So it looks like our types are not lining up properly. Let's just write what we want to do manually and refactor later.
fn get_user_with_shortest_name(names: Vec<&str>) -> Option<User> {
let shortest = get_shortest(names);
if shortest.is_some() {
let json = find_user_by_name(shortest.unwrap());
if json.is_some() {
json_to_user(json.unwrap())
} else {
None
}
} else {
None
}
}
let names = vec!["Uku", "Felipe"];
get_user_with_shortest_name(names) //=> Some(User { name: "Uku" })
This seems to work, but there's one problem with it: nobody wants to write code like this. There's a clear pattern in the way we check for presence every step of the way, so abstracting this chain should be trivial. Luckily, Rust has a built-in method called and_then
that can help us out.
fn get_user_with_shortest_name(names: Vec<&str>) -> Option<User> {
get_shortest(names)
.and_then(|shortest| find_user_by_name(shortest))
.and_then(|user| json_to_user(user))
}
let names = vec!["Uku", "Felipe"];
get_user_with_shortest_name(names) //=> Some(User { name: "Uku" })
and_then
works similarly to map
, but it makes less assumptions about the function passed into it. Instead of wrapping the return value in an Option
automatically, it lets the function choose the return type. This grants us the power to create a chain of operations where any link can possibly return None
.
It may be easier to see the subtle difference between map
and and_then
by composing simple arithmetic functions. For example, we know that addition always produces a result, while dividing by zero is meaningless.

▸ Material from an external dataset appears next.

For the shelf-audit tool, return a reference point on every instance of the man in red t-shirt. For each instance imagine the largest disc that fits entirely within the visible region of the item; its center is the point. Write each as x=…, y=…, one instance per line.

If we encode this with optionals, we get these two signatures:
fn add(num1: i32, num2: i32) -> i32
fn div(num1: i32, num2: i32) -> Option<i32>
In a chain of functions applied to an optional integer, these two functions must be treated differently:
Some(3)
.map(|n| add(n, 5))
.and_then(|n| div(16, n)) // => Some(2)
The general rule of thumb is to use map
for plain functions from value to value, but use and_then
for functions from value to an optional value.
A smart box
I like to think of the Option
type as a box and pattern matching as opening the box. It turns out that Option
is intelligent enough that we usually don't have to peek inside of it to achieve the desired effect. They actually know how to unwrap themselves, run operations on the contained value, combine themselves with other optionals, and much more. I encourage everyone to explore this standard API and challenge yourselves to not look inside the box.
Combined with the fact that optional values are part of the type system, these functions make them very different from regular null handling. In Java or Ruby it is important to check for null as early as possible to avoid invalid states. However, in languages like Rust you can leverage optional values in high-level business logic without fear of running into an unexpected null.